These mockups are for the “Rose Window”; a project in progress as I learn the ins and outs of stained glass. I began by inoculating a collection of Petri dishes containing a medium of sheep’s blood agar with holy water from the Vatican and cured them in resin in order to fashion it into a large-scale rose window. The idea is to visualize the microbial communities captured in the water of those practicing the same faith.
Blood, sheep, shepherding, and holy water are all important symbols in Catholicism. Through the observation of what grows in the holy water the practitioners use to cleanse and bless themselves upon entering holy sites, I can speculate that the microbiome from their skin enters the pool creating a unique bath of sinners and prayers; instead of the individual, the unique signature of the flock.

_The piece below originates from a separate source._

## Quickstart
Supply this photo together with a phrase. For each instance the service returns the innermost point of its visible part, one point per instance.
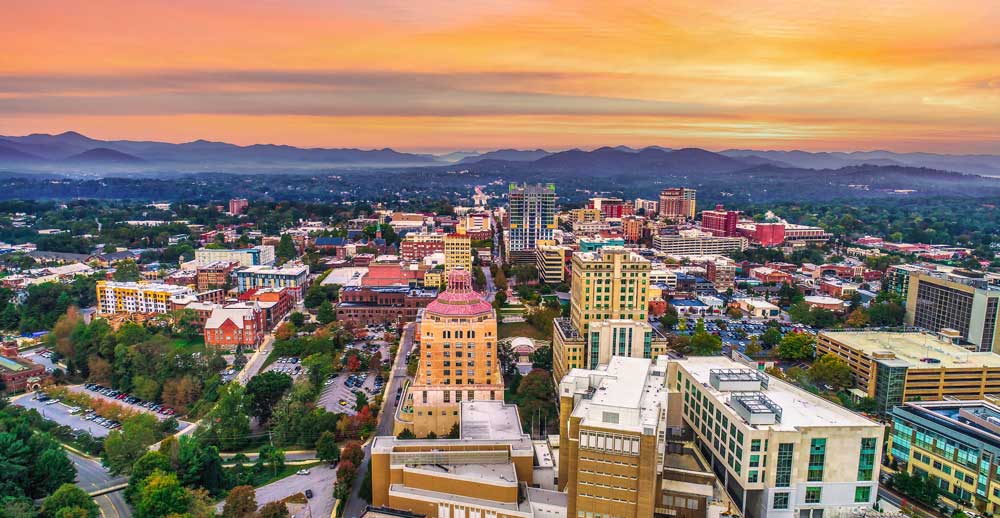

Research has been conducted to demonstrate the correlation between being close to one another, and sharing similar bacteria. “The researchers found that people who lived together — no matter their relationship — tended to have the same microbe strains in their mouths, and the longer they lived together, the more they shared. ” (Ewen Callaway, Nature.com) The “Rose Window” would NOT be a tool to prove the legitimacy of faith, but a way to look further into the concept that we are all connected through seen, and unseen systems. Is it the signature of a flock? Could a shared microbiome be initiated by the act of blessing oneself? Are there sacred microbes?
This is an ongoing project about visualizing faith through speculative microbiology.